Niciński trafił do Pogoni pod skrzydła Oresta Lenczyka. To był trener, który w późniejszym etapie kariery Nicińskiego wywarł bardzo istotne piętno na jej przebieg. Lubił takich piłkarzy – poukładanych, zdyscyplinowanych, znających swoje miejsce na ziemi, chcących się uczyć i mających plan na życie. Zawsze, gdy Niciński trafiał do drużyny Oresta Lenczyka, to miał pewne miejsce w składzie.

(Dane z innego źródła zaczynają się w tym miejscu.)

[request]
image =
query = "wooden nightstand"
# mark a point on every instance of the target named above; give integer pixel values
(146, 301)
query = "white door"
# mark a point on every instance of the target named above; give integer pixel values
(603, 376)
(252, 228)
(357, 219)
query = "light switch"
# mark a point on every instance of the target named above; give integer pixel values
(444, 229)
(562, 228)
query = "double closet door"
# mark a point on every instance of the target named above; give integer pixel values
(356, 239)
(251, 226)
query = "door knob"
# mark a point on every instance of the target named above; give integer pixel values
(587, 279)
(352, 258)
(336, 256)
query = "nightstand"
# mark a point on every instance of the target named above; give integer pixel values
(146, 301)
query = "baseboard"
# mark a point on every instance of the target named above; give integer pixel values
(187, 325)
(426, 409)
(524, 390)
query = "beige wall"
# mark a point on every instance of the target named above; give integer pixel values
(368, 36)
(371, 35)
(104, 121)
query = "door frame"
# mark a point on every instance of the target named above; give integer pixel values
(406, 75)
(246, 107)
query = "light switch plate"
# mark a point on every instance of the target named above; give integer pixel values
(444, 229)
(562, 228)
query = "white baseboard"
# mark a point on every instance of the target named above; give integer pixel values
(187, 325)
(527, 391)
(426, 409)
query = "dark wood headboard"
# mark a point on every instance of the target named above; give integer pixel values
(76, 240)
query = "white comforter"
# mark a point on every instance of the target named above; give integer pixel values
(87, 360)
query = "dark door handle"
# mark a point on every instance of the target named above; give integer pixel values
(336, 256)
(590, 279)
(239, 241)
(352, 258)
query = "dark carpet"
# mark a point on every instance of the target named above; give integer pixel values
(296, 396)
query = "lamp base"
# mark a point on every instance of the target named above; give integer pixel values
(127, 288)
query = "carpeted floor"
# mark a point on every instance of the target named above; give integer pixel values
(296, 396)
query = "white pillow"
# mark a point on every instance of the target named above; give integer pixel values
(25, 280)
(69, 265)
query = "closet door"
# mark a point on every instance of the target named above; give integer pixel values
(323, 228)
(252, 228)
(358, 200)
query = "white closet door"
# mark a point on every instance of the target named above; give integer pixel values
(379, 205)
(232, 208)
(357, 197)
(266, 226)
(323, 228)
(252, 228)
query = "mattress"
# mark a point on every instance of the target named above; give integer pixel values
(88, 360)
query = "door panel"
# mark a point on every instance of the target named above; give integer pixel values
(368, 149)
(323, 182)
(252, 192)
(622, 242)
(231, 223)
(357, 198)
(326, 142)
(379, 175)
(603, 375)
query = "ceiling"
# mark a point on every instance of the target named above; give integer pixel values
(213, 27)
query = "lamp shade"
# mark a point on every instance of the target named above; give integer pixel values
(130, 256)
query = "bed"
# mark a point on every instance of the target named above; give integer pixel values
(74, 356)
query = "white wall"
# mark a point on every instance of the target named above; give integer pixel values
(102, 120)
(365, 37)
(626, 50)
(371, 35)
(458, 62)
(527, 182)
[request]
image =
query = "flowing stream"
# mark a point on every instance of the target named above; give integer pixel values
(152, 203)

– Z piłkarzy grających wtedy w Pogoni dziś kilku z nich jest cenionymi trenerami – dodaje A. Rynkiewicz. – Piotr Mandrysz, Marcin Kaczmarek, to też ludzie, którzy świetnie sobie radzili, jako piłkarze i obecnie jako szkoleniowcy.

Niciński pod wodzą Lenczyka zagrał w 13 meczach i strzelił zaledwie jedną bramkę. Kolejny sezon okazał się dla piłkarza ogromnym rozczarowaniem. Drużyna w teoretycznie bardzo mocnym składzie spadła z ekstraklasy. Niciński trafił do Pogoni, bo chciał się rozwijać na boiskach ekstraklasy. Okazało się, że po 1,5 roku wrócił tam, skąd przyszedł.

Następca Dymkowskiego

Występy w II lidze w barwach Pogoni nie były jednak dla Nicińskiego czasem straconym. Wręcz przeciwnie, dużo mu dały. Zespół objął trener Romuald Szukiełowicz i miał jeden poważny problem. Nie wiedział, jak wypełnić lukę po Robercie Dymkowskim, który został wypożyczony do greckiego PAOK Saloniki.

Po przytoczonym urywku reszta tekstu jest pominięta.